Find an Elder Law Lawyer
If you suspect that an elderly loved one is being abused or neglected, it’s crucial to investigate the situation and take action if the abuse is taking place. To do this, you should find an experienced elder law lawyer. Our experienced lawyers at Alden Law can help you deal with the situation and protect your elderly loved one from further harm.
Talk to Our Experienced Ontario Elder Abuse Attorney
As a results-oriented Ontario elder abuse law firm, we know how to navigate the complexities of this field. No matter how complex or unique your situation may be, we can help you put an end to the abuse and get the compensation you deserve. Moreover, with Alden Law Firm, you can access our legal services and advice to help you understand your options and make the best decisions for your family member. Contact us today for a free consultation.

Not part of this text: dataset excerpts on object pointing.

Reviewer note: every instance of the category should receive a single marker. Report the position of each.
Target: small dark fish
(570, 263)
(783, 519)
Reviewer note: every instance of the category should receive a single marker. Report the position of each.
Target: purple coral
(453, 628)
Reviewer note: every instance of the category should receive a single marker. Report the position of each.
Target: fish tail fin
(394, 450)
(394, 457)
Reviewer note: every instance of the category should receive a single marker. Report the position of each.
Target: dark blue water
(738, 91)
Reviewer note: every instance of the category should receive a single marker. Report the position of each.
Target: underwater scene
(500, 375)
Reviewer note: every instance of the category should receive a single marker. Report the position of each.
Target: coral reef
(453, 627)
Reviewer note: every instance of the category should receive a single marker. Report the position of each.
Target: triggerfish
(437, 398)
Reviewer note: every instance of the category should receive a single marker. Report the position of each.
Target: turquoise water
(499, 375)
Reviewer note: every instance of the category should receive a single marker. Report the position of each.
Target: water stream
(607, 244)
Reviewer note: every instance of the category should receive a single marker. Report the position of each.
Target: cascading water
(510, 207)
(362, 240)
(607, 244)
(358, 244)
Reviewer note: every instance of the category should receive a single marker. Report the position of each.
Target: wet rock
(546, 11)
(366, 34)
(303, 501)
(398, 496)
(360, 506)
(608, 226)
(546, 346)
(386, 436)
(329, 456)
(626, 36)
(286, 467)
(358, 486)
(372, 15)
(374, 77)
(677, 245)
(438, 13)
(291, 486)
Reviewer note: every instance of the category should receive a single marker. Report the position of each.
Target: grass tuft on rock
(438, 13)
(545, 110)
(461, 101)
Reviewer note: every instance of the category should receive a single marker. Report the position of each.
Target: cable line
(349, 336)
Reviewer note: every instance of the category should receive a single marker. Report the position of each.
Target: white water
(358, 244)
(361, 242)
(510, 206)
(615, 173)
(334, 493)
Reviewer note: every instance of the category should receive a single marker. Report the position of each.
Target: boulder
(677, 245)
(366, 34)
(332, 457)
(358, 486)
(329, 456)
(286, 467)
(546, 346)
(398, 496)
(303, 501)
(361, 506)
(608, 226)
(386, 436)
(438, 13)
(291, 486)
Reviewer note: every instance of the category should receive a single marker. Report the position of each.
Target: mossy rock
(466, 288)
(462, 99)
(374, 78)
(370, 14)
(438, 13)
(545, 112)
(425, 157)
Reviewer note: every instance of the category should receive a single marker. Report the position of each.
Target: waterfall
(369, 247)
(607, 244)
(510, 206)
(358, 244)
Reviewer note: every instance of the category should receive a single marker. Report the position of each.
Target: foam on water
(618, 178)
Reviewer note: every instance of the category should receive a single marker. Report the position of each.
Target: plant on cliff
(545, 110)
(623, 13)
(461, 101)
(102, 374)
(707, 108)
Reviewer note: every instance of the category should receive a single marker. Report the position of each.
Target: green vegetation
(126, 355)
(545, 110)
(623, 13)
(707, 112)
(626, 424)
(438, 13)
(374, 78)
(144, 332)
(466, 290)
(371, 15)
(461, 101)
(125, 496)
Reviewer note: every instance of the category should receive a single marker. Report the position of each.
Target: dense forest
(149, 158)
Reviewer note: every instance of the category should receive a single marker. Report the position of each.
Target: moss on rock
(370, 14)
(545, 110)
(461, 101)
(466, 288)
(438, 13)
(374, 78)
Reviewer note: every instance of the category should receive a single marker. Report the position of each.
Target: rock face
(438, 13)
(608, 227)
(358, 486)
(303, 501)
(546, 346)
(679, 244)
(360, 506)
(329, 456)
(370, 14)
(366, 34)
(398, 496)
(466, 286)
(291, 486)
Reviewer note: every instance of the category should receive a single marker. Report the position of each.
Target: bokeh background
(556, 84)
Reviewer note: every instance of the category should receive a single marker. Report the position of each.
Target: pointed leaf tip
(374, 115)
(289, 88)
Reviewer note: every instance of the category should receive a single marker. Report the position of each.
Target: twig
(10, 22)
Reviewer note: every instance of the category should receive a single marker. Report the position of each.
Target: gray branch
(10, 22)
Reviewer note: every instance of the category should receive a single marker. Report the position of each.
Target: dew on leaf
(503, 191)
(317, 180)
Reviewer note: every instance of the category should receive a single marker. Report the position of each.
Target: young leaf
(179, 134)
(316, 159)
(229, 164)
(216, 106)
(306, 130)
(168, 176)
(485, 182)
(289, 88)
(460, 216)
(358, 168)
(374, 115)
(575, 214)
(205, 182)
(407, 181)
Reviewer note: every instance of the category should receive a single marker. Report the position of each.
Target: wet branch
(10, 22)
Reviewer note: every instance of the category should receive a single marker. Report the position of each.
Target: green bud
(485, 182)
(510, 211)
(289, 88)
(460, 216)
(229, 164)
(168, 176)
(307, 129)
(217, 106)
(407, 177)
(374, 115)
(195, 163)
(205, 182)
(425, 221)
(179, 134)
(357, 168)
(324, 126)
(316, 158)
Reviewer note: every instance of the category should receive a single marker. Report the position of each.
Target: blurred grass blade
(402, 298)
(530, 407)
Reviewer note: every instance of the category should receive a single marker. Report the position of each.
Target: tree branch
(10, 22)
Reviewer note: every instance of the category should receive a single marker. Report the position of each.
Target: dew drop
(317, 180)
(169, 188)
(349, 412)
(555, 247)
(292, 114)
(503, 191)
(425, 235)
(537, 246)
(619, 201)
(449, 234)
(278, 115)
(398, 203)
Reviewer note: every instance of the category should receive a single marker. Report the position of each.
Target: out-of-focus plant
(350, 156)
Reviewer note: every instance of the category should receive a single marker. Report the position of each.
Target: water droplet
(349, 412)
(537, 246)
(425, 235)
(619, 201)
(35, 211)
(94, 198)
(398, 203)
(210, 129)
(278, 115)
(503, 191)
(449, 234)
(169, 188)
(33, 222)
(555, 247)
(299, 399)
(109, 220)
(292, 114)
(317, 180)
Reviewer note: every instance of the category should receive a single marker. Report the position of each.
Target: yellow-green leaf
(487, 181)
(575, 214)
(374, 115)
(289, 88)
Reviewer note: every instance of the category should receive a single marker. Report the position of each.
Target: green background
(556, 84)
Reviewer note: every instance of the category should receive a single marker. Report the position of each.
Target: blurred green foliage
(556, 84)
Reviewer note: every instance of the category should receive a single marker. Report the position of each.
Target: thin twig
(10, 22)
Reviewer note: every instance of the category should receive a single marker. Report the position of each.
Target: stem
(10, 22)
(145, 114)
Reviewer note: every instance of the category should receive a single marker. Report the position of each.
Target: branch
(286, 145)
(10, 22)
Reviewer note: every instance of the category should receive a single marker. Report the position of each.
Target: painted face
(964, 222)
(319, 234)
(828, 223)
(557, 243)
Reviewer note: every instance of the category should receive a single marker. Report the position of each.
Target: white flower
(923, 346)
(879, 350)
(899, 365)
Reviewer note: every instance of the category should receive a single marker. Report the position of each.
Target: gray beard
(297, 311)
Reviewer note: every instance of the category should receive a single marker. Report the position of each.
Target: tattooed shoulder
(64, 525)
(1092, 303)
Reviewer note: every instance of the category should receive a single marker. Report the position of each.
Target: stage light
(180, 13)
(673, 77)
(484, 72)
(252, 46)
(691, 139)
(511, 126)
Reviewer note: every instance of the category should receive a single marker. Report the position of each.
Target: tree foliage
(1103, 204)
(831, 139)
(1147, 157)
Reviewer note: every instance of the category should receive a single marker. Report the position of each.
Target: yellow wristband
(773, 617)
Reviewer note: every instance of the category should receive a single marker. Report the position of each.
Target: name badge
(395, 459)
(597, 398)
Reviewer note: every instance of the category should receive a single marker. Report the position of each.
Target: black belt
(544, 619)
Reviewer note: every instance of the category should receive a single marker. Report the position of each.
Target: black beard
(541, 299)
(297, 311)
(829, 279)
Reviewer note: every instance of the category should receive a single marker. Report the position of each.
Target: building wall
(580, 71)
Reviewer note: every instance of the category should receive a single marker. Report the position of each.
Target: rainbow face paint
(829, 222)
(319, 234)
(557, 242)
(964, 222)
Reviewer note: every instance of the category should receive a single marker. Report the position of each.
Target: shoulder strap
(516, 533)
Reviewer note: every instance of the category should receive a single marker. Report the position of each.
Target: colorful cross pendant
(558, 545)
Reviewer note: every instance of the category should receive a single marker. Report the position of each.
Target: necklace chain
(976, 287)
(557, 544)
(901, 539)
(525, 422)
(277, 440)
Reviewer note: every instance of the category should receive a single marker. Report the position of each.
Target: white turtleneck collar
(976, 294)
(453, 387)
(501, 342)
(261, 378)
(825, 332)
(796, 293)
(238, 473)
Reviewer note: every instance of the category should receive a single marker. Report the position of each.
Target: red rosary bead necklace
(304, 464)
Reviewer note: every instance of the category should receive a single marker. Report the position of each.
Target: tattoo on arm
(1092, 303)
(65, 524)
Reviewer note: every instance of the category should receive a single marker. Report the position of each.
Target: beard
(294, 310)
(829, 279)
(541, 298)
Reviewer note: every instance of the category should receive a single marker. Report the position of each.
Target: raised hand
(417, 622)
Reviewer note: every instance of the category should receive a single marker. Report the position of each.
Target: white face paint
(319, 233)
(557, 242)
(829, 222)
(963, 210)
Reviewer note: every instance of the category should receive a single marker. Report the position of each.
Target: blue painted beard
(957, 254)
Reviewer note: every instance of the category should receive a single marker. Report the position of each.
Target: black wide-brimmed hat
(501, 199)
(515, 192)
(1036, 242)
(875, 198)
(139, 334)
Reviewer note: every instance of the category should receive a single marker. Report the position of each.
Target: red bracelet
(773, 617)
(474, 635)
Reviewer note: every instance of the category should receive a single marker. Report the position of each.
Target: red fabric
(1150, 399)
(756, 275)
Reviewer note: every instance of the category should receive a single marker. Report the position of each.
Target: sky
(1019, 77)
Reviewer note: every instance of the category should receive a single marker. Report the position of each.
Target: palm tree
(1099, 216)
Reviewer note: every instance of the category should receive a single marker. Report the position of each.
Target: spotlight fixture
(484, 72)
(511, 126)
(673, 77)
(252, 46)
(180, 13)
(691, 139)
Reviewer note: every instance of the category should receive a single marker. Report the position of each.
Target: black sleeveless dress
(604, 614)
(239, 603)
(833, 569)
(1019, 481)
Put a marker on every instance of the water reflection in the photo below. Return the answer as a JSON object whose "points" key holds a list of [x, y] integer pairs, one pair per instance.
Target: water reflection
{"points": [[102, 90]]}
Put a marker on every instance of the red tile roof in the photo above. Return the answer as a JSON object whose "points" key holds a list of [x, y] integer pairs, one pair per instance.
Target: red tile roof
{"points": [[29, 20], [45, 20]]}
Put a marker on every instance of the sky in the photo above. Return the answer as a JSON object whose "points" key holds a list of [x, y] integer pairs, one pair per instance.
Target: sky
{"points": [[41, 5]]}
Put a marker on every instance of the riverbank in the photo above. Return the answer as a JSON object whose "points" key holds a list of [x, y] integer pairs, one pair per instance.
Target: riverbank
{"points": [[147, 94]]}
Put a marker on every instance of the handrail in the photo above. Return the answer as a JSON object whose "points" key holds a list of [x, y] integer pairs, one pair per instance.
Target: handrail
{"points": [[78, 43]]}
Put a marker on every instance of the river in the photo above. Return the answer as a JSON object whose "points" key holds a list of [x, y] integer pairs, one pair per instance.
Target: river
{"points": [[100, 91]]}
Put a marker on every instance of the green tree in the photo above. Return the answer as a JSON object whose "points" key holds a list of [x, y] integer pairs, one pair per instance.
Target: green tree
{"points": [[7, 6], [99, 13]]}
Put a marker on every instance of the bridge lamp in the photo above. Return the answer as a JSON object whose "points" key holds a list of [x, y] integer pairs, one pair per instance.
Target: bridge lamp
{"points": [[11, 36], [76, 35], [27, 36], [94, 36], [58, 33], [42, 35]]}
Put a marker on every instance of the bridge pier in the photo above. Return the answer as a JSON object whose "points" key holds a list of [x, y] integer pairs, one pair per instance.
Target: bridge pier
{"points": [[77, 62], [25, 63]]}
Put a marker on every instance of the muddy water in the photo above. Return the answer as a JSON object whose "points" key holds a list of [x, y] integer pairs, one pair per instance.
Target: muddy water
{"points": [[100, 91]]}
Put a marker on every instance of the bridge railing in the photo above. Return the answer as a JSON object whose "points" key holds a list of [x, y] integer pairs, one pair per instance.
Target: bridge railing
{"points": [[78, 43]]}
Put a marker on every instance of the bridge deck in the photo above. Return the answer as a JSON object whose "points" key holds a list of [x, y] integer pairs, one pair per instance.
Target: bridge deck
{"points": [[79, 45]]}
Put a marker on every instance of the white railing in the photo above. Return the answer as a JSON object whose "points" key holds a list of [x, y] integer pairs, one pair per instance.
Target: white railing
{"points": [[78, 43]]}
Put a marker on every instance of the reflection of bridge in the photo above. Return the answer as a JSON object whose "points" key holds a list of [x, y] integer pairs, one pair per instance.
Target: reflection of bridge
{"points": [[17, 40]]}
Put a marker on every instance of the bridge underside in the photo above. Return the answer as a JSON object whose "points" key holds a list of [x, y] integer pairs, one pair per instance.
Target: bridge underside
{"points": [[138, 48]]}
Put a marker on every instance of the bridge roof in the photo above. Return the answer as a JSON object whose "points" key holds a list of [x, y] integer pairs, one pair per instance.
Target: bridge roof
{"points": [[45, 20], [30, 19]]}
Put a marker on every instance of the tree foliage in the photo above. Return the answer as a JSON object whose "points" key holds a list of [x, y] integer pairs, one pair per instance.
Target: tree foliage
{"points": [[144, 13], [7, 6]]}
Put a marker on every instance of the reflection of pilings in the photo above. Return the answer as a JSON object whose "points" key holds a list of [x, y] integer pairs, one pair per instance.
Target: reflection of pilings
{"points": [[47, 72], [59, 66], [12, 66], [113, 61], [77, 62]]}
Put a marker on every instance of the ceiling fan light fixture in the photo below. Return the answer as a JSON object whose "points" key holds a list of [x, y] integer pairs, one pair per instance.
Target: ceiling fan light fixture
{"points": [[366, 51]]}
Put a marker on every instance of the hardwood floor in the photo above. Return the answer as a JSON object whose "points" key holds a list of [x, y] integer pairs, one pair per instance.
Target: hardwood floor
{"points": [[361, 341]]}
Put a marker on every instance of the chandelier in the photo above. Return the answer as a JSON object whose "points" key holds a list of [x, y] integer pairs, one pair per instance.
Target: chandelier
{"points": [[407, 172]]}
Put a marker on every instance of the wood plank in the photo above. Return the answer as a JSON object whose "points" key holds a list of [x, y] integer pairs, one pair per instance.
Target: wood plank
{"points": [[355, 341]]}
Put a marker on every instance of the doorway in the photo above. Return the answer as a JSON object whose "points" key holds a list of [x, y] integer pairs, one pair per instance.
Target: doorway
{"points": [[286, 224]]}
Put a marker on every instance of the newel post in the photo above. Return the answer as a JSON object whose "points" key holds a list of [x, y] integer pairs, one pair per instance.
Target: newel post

Ontario Elder Abuse Attorney FAQS
Who Can Report a Case of Elder Abuse?
Elder abuse is not justifiable in any way! Anyone can report elder abuse, and they should. If you know or think an older person suffers from abuse, you should tell the police. CALL 911 if you need help right away.
Are There Any Laws About Elder Abuse Reporting in Retirement or Long-term Care Homes?
In Ontario, maltreatment of the elderly in long-term care homes and retirement homes is governed by two independent statutes: the Retirement Homes Act of 2010 and the Long-Term Care Homes Act of 2007. Under both laws, abuse or suspicions of abuse must be reported if they involve:
Improper or incompetent care or treatment of a resident caused injury or a risk of harm to the person.
Abuse or neglect of an elderly by the licensee or the staff of the elderly’s home if it causes harm or puts the resident in danger.
Unlawful behavior that caused or posed a threat of injury to a resident.
Misappropriation or misuse of a resident’s funds.
What Are the Penalties of Elder Abuse in Ontario, CA?
If you are suspected of elder abuse, you may face misdemeanor or felony charges, depending on how the prosecution handles the case.
Penalties for misdemeanor elder abuse include a fine of up to $6,000 and a year in county prison.
A more serious offense is felony elder abuse.
If you are guilty of a felony, authorities may impose state jail terms of up to 4 years.
If the elderly victim was physically harmed, your sentence might be lengthened by 3 years for victims under 70 and 5 years for victims over 70.
Similarly, if you are guilty of causing an elder abuse death, your sentence may be increased by 5 years for victims under 70 and 7 years for victims over 70.